Airbnb, for instance, has experienced regulatory battles worldwide as it strives to balance user needs with those of governments. In the US alone, for example, regulators have determined that it violated state zoning laws.
Companies are fighting back with effective measures. Sometimes this involves working closely with authorities to alter rules, while in others introducing policies designed to ensure those renting assets and skills do not engage in illegal activity. And trust-building measures include encouraging more reviews as well as forms of user verification.
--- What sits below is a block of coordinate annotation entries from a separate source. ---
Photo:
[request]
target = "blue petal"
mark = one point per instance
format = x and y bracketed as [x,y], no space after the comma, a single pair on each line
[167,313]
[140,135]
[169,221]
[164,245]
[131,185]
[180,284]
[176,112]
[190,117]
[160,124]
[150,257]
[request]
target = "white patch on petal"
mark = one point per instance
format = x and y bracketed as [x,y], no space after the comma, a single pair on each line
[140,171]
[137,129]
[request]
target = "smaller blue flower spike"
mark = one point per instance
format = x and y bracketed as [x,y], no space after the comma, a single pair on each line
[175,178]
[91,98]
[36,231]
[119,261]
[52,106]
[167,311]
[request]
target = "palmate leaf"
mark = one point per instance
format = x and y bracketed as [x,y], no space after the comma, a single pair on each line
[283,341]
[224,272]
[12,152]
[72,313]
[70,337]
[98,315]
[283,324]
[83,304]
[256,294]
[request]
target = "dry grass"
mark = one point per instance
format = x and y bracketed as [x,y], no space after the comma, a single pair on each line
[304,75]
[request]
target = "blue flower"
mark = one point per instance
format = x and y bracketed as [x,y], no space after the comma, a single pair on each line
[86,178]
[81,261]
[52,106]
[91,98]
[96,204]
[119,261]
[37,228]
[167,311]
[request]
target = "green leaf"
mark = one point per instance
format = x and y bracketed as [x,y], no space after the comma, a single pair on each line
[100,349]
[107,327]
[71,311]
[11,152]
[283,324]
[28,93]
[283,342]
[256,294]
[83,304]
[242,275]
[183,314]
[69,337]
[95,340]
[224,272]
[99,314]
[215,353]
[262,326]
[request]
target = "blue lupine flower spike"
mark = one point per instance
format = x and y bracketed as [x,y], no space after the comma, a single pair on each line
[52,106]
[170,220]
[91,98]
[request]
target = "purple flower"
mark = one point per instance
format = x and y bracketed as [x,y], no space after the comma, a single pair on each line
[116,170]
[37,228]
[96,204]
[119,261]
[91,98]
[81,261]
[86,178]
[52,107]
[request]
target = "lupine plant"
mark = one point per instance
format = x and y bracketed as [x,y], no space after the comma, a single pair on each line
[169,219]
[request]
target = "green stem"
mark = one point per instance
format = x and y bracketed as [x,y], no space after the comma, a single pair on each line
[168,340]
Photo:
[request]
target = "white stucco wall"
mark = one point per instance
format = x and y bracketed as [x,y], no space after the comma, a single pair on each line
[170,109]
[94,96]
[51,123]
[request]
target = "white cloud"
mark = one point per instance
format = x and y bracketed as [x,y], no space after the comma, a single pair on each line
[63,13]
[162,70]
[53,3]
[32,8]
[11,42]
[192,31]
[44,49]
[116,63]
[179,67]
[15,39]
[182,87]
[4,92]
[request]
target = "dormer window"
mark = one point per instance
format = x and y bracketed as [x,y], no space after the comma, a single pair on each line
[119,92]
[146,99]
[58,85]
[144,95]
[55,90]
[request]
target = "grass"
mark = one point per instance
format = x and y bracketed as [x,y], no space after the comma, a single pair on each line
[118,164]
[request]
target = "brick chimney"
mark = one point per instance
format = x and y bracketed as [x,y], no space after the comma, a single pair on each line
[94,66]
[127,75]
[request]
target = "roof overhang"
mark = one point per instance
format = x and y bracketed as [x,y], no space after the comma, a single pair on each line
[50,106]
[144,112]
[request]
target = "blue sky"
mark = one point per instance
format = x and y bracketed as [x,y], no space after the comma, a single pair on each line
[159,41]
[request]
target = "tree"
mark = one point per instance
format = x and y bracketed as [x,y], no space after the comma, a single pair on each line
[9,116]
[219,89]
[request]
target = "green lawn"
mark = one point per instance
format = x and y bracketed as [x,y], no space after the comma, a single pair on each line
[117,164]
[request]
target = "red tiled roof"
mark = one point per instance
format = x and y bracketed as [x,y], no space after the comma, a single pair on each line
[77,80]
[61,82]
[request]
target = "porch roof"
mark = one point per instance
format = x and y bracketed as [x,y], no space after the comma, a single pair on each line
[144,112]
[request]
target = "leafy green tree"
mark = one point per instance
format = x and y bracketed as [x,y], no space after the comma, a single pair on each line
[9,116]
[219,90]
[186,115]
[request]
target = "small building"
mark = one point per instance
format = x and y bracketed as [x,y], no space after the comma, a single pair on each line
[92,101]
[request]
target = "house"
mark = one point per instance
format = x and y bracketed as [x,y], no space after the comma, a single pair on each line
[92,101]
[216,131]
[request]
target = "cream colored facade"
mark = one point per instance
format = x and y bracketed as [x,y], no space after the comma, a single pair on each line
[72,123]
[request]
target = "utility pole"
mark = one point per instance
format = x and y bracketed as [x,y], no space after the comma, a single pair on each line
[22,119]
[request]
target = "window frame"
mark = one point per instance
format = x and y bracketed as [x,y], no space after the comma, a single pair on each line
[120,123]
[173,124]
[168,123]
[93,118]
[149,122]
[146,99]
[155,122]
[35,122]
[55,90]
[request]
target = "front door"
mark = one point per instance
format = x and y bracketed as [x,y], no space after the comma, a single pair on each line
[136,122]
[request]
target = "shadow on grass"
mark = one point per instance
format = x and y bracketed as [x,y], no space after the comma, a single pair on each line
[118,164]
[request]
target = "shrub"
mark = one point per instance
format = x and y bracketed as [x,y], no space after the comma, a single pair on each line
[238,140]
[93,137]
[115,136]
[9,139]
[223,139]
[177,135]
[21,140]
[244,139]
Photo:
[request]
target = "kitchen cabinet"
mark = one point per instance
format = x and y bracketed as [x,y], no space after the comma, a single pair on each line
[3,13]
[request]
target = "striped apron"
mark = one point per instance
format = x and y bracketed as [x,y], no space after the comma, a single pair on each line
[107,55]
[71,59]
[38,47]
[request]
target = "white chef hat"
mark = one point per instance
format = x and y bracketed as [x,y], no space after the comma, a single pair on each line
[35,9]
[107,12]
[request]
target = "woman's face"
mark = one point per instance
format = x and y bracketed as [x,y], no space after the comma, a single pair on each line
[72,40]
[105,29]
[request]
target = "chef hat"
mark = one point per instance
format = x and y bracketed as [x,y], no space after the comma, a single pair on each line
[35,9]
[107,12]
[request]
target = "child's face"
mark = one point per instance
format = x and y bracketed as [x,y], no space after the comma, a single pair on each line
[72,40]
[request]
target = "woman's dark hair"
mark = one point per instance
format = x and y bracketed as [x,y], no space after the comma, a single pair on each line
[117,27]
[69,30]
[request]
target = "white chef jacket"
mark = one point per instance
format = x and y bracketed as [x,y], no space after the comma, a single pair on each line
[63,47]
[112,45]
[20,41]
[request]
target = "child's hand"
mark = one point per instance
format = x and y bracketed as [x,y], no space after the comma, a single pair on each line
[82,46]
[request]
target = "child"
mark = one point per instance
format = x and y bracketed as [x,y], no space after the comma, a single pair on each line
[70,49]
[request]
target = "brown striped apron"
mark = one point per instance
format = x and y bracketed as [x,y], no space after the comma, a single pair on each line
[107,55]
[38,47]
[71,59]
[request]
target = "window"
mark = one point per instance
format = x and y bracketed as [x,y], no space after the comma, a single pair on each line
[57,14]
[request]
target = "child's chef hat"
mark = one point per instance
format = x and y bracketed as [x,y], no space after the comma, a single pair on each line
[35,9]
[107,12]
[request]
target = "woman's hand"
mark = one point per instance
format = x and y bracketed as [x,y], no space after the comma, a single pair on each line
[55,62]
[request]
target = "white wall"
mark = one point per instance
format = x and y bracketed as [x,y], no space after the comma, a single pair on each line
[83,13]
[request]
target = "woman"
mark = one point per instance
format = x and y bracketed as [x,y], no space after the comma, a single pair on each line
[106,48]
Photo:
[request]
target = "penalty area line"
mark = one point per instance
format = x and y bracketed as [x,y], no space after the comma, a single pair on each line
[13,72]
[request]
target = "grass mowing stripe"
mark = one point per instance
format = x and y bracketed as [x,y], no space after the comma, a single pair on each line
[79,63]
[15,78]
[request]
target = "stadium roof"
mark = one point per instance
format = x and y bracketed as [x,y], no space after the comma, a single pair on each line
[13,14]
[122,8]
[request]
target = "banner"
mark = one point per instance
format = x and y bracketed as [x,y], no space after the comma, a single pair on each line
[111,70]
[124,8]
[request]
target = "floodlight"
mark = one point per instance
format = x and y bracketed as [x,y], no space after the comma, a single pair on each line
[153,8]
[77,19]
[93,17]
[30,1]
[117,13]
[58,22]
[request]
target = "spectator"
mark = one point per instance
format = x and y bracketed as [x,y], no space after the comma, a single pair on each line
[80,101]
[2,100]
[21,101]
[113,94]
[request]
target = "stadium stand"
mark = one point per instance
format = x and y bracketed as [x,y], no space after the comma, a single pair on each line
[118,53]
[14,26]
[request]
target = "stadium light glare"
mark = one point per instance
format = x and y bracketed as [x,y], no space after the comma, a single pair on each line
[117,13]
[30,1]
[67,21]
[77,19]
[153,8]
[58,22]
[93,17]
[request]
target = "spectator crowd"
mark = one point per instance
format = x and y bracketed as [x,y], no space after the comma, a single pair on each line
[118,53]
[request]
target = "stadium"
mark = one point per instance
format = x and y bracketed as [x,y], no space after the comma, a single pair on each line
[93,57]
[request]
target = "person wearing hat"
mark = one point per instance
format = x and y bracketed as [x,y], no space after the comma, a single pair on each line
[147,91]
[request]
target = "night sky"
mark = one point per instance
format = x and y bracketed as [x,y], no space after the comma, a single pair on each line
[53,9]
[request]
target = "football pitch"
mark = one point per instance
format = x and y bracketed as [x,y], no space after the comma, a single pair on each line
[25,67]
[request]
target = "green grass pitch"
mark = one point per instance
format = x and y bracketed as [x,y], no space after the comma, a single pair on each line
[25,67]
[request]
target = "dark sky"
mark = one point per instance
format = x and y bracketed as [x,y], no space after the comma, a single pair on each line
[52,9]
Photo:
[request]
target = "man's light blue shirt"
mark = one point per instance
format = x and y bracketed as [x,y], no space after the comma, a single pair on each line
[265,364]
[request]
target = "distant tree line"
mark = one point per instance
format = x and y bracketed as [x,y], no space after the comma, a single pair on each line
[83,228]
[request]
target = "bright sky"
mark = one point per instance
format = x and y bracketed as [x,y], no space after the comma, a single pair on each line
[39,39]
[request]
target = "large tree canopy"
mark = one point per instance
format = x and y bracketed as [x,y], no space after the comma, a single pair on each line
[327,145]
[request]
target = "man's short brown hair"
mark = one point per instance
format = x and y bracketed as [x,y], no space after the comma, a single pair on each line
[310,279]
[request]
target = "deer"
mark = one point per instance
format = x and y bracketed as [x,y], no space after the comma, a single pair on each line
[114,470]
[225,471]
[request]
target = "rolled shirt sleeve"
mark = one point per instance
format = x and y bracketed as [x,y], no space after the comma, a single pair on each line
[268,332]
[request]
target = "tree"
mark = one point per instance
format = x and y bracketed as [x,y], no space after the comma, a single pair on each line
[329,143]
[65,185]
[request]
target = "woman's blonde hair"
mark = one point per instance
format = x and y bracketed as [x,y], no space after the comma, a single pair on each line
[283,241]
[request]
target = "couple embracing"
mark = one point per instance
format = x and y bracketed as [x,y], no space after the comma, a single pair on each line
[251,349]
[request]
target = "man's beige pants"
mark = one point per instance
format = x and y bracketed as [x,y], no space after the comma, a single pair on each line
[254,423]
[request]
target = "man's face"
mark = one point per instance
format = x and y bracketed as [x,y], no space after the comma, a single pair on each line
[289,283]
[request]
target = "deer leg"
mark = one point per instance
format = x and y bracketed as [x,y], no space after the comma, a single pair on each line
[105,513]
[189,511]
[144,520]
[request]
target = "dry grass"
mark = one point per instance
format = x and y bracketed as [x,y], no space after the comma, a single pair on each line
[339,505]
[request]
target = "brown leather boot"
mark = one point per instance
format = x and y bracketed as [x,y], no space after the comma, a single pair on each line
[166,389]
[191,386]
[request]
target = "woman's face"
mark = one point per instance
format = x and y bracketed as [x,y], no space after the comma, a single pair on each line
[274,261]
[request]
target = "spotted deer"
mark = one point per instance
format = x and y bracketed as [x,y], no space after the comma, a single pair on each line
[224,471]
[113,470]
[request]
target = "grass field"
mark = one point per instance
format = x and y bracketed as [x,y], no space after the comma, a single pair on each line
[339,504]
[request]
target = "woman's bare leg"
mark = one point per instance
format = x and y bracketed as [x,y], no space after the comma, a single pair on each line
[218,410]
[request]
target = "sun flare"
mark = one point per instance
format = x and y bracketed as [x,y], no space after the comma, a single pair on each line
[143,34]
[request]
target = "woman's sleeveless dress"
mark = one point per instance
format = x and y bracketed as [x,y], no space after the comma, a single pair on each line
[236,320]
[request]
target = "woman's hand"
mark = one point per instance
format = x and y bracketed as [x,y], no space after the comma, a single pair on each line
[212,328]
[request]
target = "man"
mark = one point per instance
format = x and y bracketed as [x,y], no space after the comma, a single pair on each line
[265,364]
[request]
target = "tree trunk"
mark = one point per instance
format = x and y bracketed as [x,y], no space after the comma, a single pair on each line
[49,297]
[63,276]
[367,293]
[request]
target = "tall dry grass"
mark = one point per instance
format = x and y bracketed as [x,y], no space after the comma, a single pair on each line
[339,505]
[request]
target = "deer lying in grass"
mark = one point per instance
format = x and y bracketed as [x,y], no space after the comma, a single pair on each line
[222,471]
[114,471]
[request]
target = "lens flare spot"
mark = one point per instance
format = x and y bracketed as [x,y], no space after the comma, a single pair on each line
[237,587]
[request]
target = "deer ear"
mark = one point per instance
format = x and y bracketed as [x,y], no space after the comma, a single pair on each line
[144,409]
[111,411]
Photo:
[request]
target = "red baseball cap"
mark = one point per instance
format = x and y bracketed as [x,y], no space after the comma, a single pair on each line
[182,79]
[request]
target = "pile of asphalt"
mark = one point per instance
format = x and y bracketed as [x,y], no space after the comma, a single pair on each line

Although borrowing rather than purchasing goods and services has experienced setbacks, its concept continues to gain acceptance. Lending services such as Zipcar are making accessing goods easier and cheaper; and there are multiple reasons for them to grow further: reduced consumption and greenhouse gas emissions could result; job insecurity for some workers may also benefit; it could provide relief for tight budget households; etc.
Short-term, they could help boost local economies as residents are given an additional way to make extra money. Furthermore, this approach may be attractive to businesses seeking cost-effective means of testing products or markets; many have taken to using pop-up shops as test beds for new ideas.
Longer term, these services could develop hybrid models that combine features of Sharing with traditional rental. Car-hire firms such as Avis and GM have invested in sharing rivals as proof. Some landlords and hotels now allow tenants to list vehicles, rooms or spaces on sharing websites; this could provide the benefits of an alternative model with established regulation, taxes and customer service in place. Like prior waves of innovation, what initially appears as an disruptive new model may eventually be integrated into existing ones and adopted by incumbents; its pace of acceptance ultimately depends on us all – but in the meantime we’ll all rent more often while enjoying ourselves! According to Tim O’Reilly’s longstanding analysis of internet trends.